How fast things change back

How fast things change back to being the same as they were.

The Liberal left. She's still my girlfriend, but she's off somewhere exotic doing research for a major project. Estimated time away: too damn long, but we'll survive.

Sis came back from Paris. Emailed me several times. Left her heart in Paris. I'd conveniently mentioned that the reason I couldn't fly to Paris to spend a week with her was going on my vacation with my girlfriend. That was the last I heard from her until she got back from her trip. Heh.

The Jaguar's nuts. A few things.

First, I told her about the liberal, and that we're through. She took it... badly.

I got flowers at work about a week later. And a card. And a chippendales calendar. And magnum condoms.

and I, of course, blamed one of my coworkers, because really, the jaguar's life doesn't enter into my mind at all. I'm a bad person. I'll live.

Eventually, she emailed me, to say "hey, can we at least still be friends." I said whatever. She admitted the flowers were hers. I tried to figure out what the hell she was talking about, since it was months later.

I was nice to her.

Big mistake.

She started calling me after midnight again "hey just wanted to know what's up." Ugh. I know, I know, the blowjobs were amazing, and so was the sex. And not giving a shit about the girl meant that I could do whatever I liked to her, and if she had a problem with it, well, whatever. So I did. I indulged my every whim. The more I indulged myself, taking what I wanted and only giving her things that she wanted very rarely, and when it suited me, the more deeply she fell for me. There's a lesson there.

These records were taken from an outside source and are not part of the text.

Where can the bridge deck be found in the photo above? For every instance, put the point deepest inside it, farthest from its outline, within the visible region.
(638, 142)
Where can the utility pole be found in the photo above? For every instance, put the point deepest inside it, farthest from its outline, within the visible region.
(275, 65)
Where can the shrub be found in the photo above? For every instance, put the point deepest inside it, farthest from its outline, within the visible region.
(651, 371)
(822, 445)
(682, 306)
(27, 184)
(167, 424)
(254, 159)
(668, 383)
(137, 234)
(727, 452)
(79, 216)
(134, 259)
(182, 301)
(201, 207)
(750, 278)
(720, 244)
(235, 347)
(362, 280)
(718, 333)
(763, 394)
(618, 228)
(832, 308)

The lesson is one I need to learn with the Liberal, who accused me of being Nice. Yuck. When we're fucking, I don't always just do what I want to do with her. It's a little harder, the jaguar is 100lbs, tops, while the liberal is 130 and muscular. Harder to move around, but not impossible. The fact that I haven't treated her the way I treated the jaguar is because I really like her, and it isn't working. So we're going to try something else.

Well, it's been working. When she left for her plane, she admitted that she loved me. That's a good thing. But I hate being a weenie boy, so I won't be.

Oh - and I got my test results back. No HIV for me. HIV negativity. HIV-. hooray.